CIDP with nerve roots hypertrophy respond better to immunotherapy, often requiring a combination of intravenous immunoglobulin (IVIG), plasma exchange, and/or corticosteroids. The therapeutic goal is to improve strength, motor performance, and quality of life. Corticosteroids and immunoglobulins were among the first treatments used for CIDP, and plasmapheresis has also demonstrated efficacy [3]. For patients with no or moderate diffuse nerve enlargement or proximal regional hypertrophy, corticosteroids may be preferred. In cases of significant diffuse or distal regional hypertrophy, IVIG can be a suitable option [32]. Monoclonal antibodies, such as alemtuzumab, rituximab, and eculizumab, have shown efficacy in some studies [12] [33]. In our case, rituximab was preferred due to its accessibility and tolerability. Decompressive surgery with laminoplasty may be indicated for severe spinal cord compression [4].

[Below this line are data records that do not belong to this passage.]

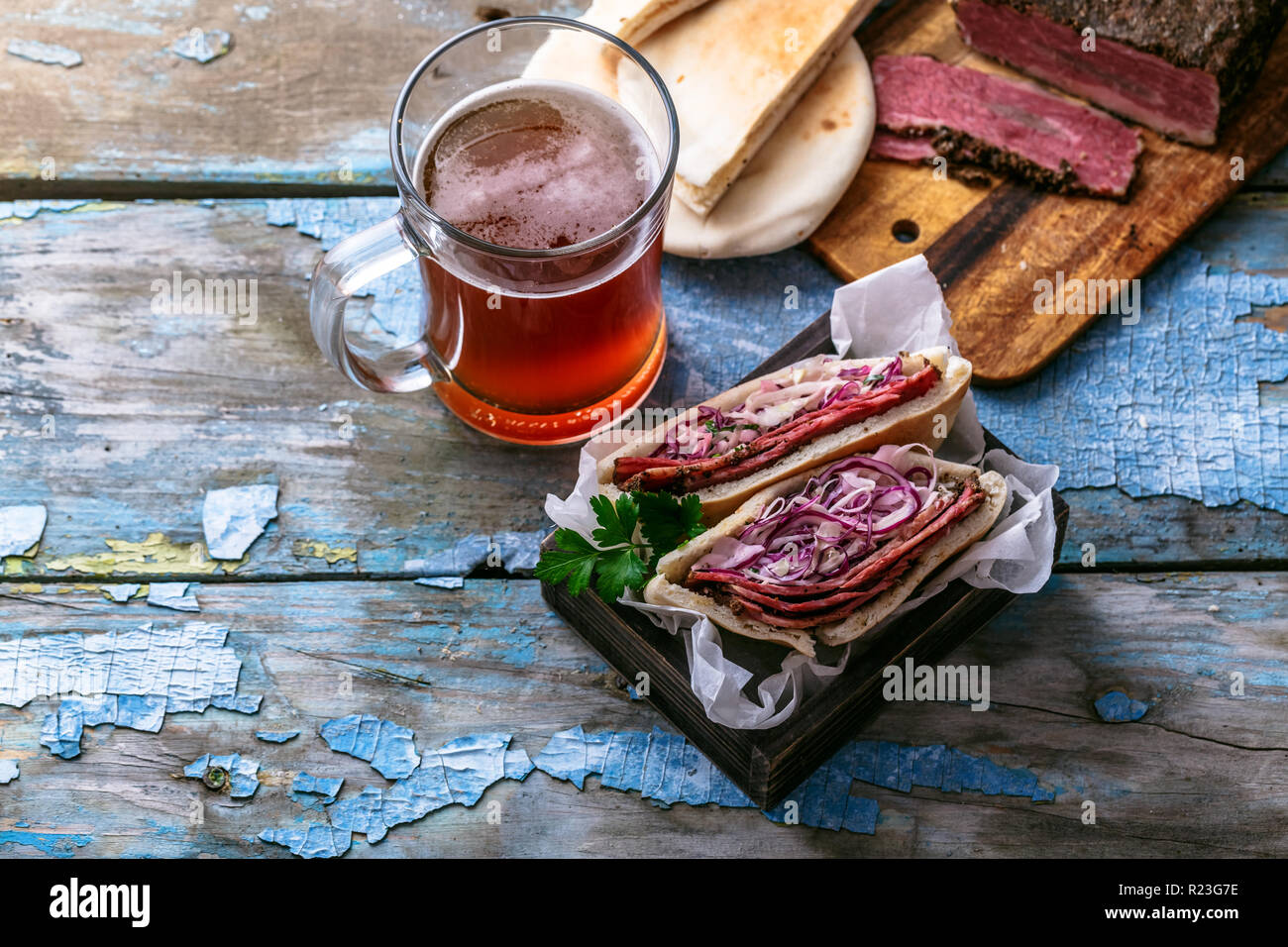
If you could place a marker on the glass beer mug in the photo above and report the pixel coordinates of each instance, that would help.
(552, 146)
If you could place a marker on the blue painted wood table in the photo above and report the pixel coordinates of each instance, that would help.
(119, 416)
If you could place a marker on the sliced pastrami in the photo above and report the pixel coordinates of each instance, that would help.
(1013, 128)
(938, 513)
(912, 149)
(803, 607)
(653, 474)
(1172, 64)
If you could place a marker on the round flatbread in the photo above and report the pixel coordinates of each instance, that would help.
(798, 175)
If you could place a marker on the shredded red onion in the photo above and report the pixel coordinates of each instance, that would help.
(812, 385)
(831, 523)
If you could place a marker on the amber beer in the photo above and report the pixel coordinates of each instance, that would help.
(544, 166)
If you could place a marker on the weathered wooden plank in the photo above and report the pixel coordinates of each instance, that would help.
(235, 123)
(119, 418)
(1202, 774)
(303, 98)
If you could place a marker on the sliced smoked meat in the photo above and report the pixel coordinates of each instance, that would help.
(658, 474)
(1012, 127)
(1172, 64)
(809, 605)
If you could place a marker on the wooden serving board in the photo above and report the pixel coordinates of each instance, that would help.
(769, 764)
(988, 245)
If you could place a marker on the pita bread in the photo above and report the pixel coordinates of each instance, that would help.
(668, 586)
(734, 69)
(797, 178)
(913, 421)
(632, 21)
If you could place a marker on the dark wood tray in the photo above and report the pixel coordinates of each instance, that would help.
(769, 764)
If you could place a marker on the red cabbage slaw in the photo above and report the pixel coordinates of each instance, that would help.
(811, 385)
(832, 523)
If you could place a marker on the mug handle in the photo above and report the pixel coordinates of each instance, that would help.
(342, 272)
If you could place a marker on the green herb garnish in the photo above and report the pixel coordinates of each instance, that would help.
(616, 560)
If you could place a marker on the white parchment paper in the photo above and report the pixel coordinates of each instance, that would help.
(897, 308)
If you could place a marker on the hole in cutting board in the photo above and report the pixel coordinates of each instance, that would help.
(905, 231)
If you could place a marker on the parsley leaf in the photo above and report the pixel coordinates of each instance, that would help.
(574, 561)
(616, 560)
(617, 570)
(666, 522)
(616, 523)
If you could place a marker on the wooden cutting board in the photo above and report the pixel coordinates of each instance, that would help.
(988, 245)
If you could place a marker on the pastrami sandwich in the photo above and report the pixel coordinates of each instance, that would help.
(782, 423)
(828, 553)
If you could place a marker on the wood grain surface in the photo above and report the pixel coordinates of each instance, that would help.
(119, 419)
(990, 245)
(1199, 775)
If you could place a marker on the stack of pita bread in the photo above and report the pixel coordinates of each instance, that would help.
(776, 110)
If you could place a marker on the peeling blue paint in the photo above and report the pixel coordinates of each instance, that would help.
(172, 595)
(669, 770)
(386, 746)
(1119, 707)
(52, 844)
(130, 678)
(325, 787)
(458, 774)
(312, 840)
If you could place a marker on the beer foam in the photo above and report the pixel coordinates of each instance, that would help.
(537, 165)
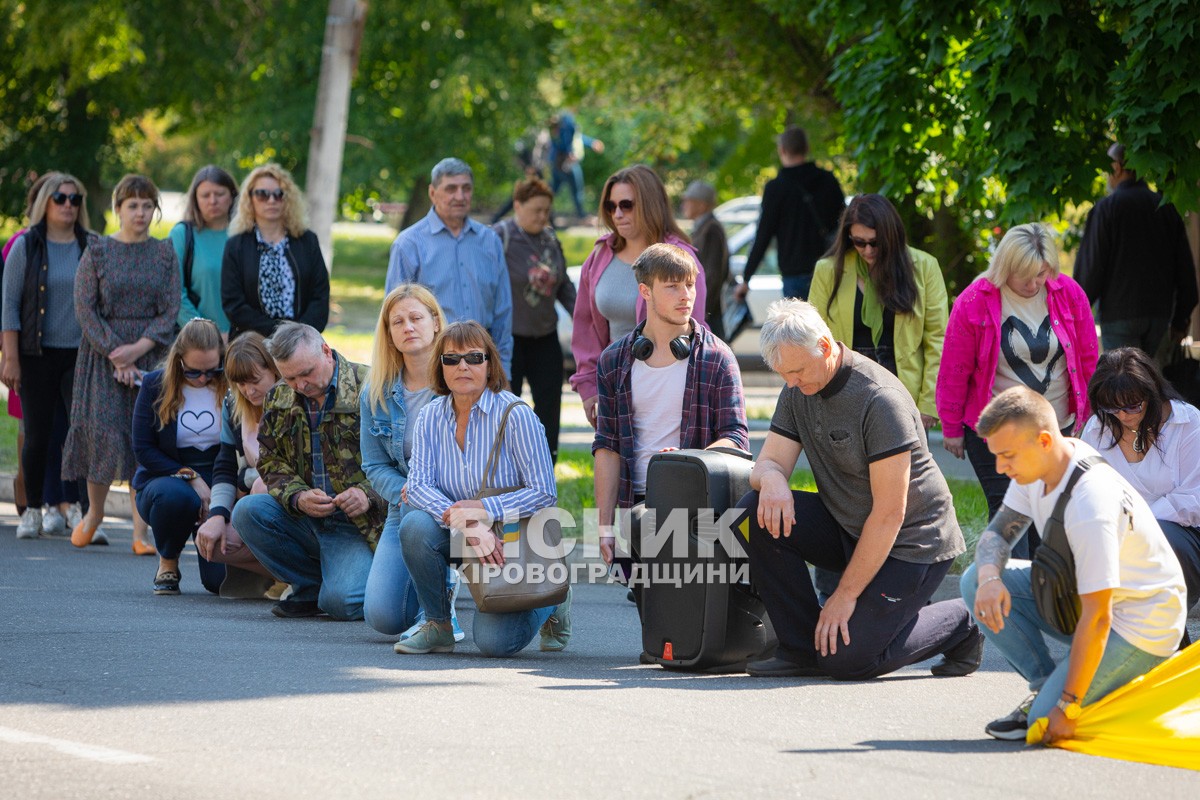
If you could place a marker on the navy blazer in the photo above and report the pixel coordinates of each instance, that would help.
(156, 450)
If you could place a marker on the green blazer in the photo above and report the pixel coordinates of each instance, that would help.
(918, 336)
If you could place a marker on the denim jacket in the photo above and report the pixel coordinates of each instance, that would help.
(382, 437)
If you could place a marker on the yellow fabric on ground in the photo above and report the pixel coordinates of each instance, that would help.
(1152, 720)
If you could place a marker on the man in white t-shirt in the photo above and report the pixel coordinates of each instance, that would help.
(669, 384)
(1131, 585)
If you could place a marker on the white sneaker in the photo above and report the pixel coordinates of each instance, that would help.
(53, 522)
(75, 516)
(30, 524)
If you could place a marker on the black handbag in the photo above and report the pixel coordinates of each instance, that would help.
(1055, 589)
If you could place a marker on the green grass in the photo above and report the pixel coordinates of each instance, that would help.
(574, 475)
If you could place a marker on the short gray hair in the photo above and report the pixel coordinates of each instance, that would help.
(448, 167)
(289, 337)
(791, 322)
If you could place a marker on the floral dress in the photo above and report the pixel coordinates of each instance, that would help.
(123, 293)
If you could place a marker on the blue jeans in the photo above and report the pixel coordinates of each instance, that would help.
(1145, 332)
(426, 548)
(390, 605)
(797, 286)
(327, 560)
(1023, 642)
(172, 509)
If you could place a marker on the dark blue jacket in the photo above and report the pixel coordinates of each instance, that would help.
(156, 450)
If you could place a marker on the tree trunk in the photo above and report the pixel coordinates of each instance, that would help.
(343, 34)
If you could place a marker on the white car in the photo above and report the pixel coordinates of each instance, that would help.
(741, 220)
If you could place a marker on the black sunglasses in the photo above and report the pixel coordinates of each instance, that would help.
(473, 359)
(624, 205)
(192, 374)
(1127, 409)
(265, 194)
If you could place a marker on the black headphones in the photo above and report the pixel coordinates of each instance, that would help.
(643, 347)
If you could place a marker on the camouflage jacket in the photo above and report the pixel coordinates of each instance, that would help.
(286, 451)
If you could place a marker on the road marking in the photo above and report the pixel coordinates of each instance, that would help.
(79, 750)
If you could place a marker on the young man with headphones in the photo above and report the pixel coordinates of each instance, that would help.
(669, 384)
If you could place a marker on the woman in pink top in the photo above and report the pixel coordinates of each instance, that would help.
(1019, 324)
(635, 208)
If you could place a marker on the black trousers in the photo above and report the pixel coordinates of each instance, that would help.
(46, 388)
(893, 624)
(539, 360)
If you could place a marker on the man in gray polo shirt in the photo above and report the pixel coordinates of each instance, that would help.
(882, 516)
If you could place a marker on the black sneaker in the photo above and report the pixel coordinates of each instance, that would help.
(295, 608)
(963, 659)
(166, 583)
(1013, 727)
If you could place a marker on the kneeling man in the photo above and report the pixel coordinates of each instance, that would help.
(1131, 585)
(881, 516)
(317, 528)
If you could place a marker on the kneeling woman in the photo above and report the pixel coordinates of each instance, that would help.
(177, 435)
(455, 434)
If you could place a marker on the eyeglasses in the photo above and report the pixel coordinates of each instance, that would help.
(474, 359)
(195, 374)
(63, 198)
(1125, 409)
(265, 194)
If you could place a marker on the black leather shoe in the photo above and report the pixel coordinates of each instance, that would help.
(779, 667)
(295, 608)
(963, 659)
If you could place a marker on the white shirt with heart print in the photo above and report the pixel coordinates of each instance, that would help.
(198, 423)
(1030, 352)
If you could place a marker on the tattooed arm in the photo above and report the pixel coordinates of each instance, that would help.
(993, 601)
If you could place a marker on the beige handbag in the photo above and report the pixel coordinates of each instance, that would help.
(534, 573)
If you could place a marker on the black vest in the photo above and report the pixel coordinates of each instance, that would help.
(33, 299)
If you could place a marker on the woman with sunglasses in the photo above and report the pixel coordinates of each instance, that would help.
(1151, 435)
(396, 391)
(177, 437)
(454, 439)
(538, 274)
(41, 343)
(634, 206)
(273, 268)
(199, 242)
(126, 299)
(885, 299)
(250, 373)
(1019, 324)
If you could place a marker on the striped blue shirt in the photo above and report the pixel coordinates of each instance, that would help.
(441, 474)
(467, 274)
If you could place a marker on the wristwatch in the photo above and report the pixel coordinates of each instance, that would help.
(1069, 709)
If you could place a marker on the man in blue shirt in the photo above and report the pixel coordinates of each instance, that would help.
(459, 259)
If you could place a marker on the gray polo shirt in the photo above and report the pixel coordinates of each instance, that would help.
(862, 416)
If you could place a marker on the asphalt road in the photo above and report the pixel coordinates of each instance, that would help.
(107, 691)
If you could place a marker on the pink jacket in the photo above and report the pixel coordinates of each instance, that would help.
(971, 350)
(589, 335)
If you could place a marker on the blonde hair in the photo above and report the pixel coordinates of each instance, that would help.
(197, 335)
(245, 359)
(293, 202)
(387, 362)
(48, 185)
(1023, 252)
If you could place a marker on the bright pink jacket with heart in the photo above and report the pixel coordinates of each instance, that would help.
(971, 350)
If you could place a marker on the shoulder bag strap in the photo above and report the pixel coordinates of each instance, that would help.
(493, 457)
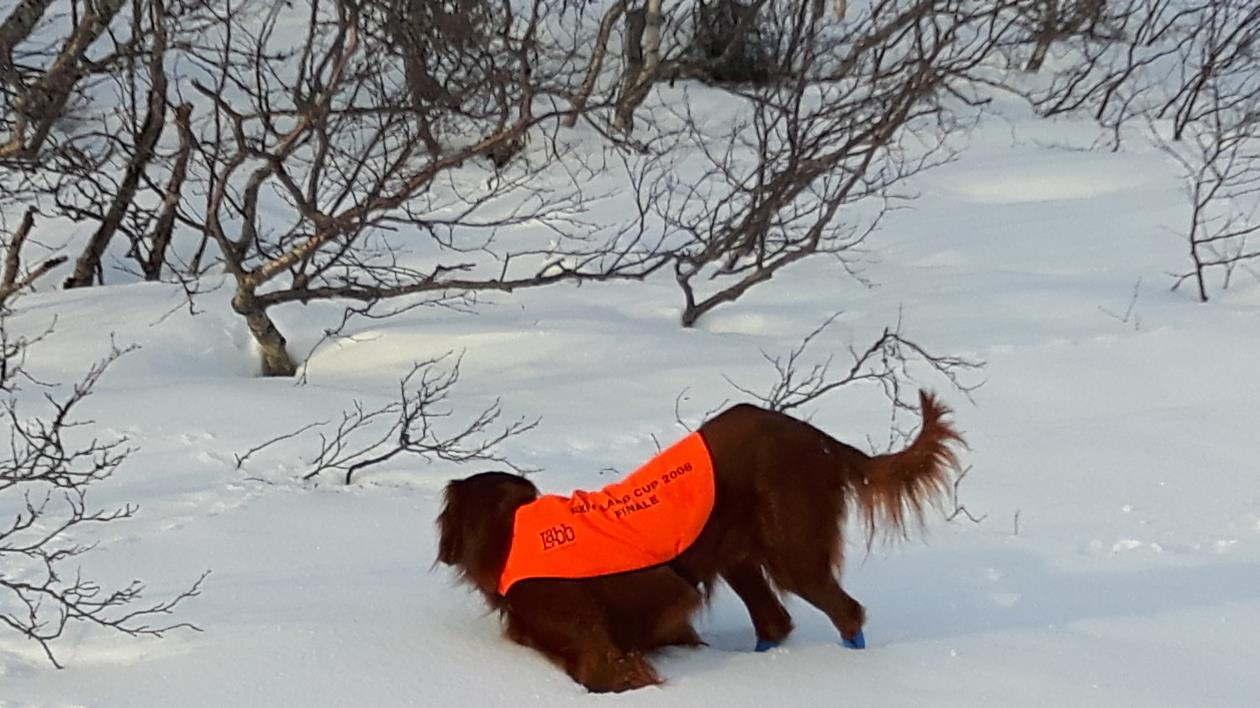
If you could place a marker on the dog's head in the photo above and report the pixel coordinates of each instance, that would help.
(474, 529)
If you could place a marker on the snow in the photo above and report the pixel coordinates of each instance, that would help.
(1118, 563)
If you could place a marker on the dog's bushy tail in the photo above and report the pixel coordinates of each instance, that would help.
(893, 488)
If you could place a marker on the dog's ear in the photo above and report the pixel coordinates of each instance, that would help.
(450, 532)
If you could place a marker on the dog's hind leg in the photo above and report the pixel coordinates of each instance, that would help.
(586, 653)
(823, 591)
(770, 619)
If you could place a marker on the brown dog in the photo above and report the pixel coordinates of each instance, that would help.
(781, 490)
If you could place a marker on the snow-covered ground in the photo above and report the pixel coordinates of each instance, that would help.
(1115, 457)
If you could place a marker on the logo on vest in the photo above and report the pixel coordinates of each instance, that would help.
(557, 537)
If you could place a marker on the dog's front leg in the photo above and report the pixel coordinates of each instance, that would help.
(609, 669)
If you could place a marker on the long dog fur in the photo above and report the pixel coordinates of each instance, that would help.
(781, 493)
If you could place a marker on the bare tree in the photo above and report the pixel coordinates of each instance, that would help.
(801, 378)
(13, 280)
(411, 425)
(1220, 159)
(44, 481)
(328, 183)
(817, 155)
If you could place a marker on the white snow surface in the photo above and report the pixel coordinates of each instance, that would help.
(1118, 565)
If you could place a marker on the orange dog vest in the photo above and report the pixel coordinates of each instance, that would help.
(645, 519)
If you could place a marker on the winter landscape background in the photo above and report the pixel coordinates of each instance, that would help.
(1111, 420)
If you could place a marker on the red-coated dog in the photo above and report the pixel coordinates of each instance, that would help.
(781, 489)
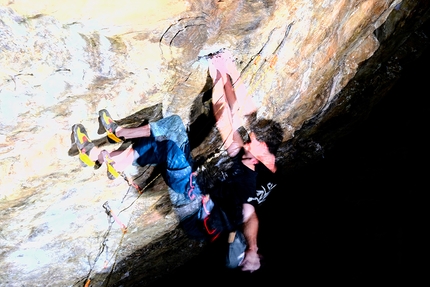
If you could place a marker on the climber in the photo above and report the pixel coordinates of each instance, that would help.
(206, 206)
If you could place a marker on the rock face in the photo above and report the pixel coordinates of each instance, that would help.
(316, 67)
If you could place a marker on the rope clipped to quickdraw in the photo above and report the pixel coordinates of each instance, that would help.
(110, 213)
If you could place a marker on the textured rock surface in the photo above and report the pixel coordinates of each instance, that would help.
(60, 64)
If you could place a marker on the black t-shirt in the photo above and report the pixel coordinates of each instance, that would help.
(243, 185)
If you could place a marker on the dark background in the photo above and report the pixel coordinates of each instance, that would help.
(351, 219)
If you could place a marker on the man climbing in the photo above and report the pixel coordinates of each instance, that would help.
(204, 210)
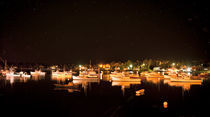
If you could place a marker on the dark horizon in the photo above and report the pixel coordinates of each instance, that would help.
(38, 31)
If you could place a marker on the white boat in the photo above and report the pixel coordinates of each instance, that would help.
(154, 75)
(64, 74)
(92, 74)
(83, 78)
(115, 74)
(184, 80)
(26, 76)
(37, 73)
(12, 74)
(125, 79)
(87, 74)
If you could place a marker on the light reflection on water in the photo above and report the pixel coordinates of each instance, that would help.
(157, 91)
(74, 86)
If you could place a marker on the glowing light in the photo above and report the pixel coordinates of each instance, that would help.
(140, 92)
(165, 104)
(100, 65)
(189, 69)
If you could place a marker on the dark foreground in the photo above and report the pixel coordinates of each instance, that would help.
(101, 99)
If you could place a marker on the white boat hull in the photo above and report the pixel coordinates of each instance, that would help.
(185, 80)
(125, 79)
(83, 78)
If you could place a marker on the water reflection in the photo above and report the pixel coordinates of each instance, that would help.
(153, 80)
(12, 79)
(75, 85)
(185, 85)
(37, 78)
(125, 85)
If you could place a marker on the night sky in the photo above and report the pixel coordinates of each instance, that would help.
(74, 31)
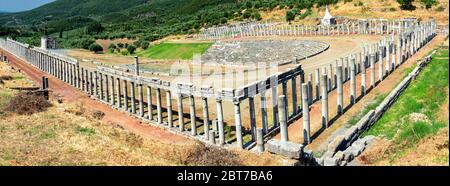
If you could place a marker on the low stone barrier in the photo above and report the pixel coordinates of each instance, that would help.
(348, 146)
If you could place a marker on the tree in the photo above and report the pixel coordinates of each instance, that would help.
(429, 3)
(131, 49)
(256, 16)
(406, 4)
(290, 16)
(95, 48)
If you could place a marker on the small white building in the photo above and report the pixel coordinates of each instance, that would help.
(48, 43)
(328, 19)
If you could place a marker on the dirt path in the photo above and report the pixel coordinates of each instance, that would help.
(70, 94)
(384, 87)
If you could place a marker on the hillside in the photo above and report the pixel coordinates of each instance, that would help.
(79, 23)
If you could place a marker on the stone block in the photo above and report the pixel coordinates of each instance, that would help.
(330, 161)
(287, 149)
(339, 155)
(328, 154)
(336, 143)
(343, 163)
(349, 133)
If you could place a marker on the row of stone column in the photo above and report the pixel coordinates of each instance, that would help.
(120, 91)
(386, 53)
(371, 26)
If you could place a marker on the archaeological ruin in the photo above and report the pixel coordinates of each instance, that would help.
(267, 122)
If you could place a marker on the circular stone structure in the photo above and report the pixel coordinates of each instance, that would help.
(261, 51)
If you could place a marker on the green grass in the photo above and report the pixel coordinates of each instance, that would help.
(425, 95)
(183, 51)
(372, 105)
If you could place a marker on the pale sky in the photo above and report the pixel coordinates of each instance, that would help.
(21, 5)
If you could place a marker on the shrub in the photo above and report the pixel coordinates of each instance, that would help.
(406, 4)
(440, 9)
(210, 156)
(429, 3)
(98, 114)
(145, 45)
(112, 46)
(27, 104)
(95, 48)
(131, 49)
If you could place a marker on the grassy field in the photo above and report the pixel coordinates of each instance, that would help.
(68, 134)
(417, 117)
(184, 51)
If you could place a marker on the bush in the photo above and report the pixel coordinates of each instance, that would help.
(98, 114)
(440, 9)
(131, 49)
(145, 45)
(210, 156)
(95, 48)
(406, 4)
(85, 43)
(112, 46)
(27, 104)
(429, 3)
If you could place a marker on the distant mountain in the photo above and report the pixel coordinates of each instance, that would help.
(61, 9)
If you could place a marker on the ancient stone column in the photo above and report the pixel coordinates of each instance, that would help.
(125, 94)
(251, 106)
(192, 112)
(212, 137)
(86, 78)
(119, 97)
(282, 107)
(82, 79)
(305, 110)
(294, 94)
(180, 112)
(310, 89)
(352, 81)
(206, 117)
(329, 72)
(264, 122)
(324, 101)
(274, 109)
(380, 64)
(284, 89)
(238, 124)
(149, 103)
(340, 92)
(113, 98)
(91, 86)
(136, 66)
(133, 97)
(169, 110)
(220, 121)
(141, 100)
(159, 105)
(260, 140)
(317, 83)
(372, 70)
(335, 74)
(106, 88)
(78, 77)
(388, 57)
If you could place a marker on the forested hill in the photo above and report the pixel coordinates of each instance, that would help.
(79, 20)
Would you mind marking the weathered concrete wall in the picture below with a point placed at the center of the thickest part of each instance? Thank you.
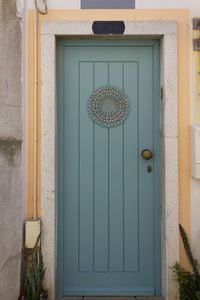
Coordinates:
(11, 211)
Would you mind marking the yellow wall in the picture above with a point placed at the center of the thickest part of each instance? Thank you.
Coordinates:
(182, 18)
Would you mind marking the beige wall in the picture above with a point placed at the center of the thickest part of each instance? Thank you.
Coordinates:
(11, 135)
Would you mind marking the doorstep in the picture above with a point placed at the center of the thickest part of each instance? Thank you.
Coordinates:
(110, 298)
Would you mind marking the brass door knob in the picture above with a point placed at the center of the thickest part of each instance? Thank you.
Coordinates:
(147, 154)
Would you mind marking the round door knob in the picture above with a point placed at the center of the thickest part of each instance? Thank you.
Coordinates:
(147, 154)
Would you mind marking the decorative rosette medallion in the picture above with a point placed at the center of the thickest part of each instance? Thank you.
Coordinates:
(108, 106)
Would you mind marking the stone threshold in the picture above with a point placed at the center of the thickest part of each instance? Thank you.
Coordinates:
(111, 298)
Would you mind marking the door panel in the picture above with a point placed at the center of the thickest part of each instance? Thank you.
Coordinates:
(106, 198)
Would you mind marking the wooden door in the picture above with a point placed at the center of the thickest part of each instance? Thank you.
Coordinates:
(108, 194)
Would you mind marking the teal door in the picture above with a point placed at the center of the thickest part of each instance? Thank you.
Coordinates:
(108, 194)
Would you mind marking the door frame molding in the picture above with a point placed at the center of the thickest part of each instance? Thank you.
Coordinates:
(166, 31)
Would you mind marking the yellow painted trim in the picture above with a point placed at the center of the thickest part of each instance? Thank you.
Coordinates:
(183, 21)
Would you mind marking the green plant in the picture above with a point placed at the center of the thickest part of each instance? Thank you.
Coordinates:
(35, 272)
(189, 282)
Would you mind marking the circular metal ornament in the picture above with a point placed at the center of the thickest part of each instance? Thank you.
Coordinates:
(108, 106)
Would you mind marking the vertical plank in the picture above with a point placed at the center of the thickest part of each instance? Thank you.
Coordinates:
(131, 193)
(146, 212)
(86, 171)
(101, 180)
(116, 181)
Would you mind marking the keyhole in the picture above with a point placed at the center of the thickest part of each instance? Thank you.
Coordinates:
(149, 169)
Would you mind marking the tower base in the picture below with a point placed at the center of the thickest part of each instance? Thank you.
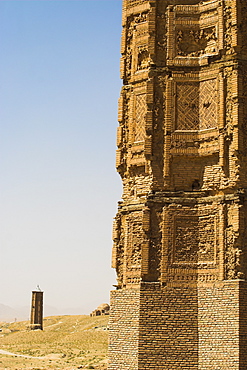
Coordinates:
(186, 327)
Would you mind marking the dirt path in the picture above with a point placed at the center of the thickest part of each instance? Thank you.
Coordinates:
(2, 352)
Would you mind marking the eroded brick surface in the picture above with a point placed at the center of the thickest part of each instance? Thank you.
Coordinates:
(180, 249)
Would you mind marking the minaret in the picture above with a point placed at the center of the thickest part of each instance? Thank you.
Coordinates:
(36, 320)
(180, 234)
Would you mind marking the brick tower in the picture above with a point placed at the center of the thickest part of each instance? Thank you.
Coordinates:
(180, 243)
(36, 320)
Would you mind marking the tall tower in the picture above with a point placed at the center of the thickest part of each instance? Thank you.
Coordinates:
(36, 320)
(180, 243)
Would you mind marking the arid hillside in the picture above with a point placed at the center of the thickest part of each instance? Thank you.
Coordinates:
(67, 342)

This case highlights critical diagnostic insights with significant clinical implications. The patient’s atypical presentation, combined with nonspecific white matter lesions, emphasized the need for strict application of diagnostic criteria and longitudinal reassessment to avoid misdiagnosis. Spinal MRI with a radiculoplexus protocol proved essential, as nerve root hypertrophy strongly supported CIDP and guided appropriate management. Clinically, the case underscores the value of early imaging and electrophysiological confirmation, especially in atypical cases, to enable timely diagnosis and targeted therapy. The favorable response to rituximab also suggests that alternative immunotherapies should be considered in refractory cases. Regular clinical, neurophysiological, and imaging follow-up is essential to monitor disease course and prevent complications such as spinal canal stenosis.

4. Conclusion

CIDP with nerve root hypertrophy is common, but other neuropathies with similar features should also be considered. Moreover, hypertrophy can lead to spinal cord compression, potentially causing central signs and complicating the diagnosis of CIDP. This underscores the importance of spinal MRI with a radiculoplexus protocol, as conventional MRI may fail to detect these abnormalities. In such cases, specific management, including surgical cord decompression, may be necessary.

Conflicts of Interest

The authors declare no conflicts of interest.

Conflicts of Interest

The authors declare no conflicts of interest.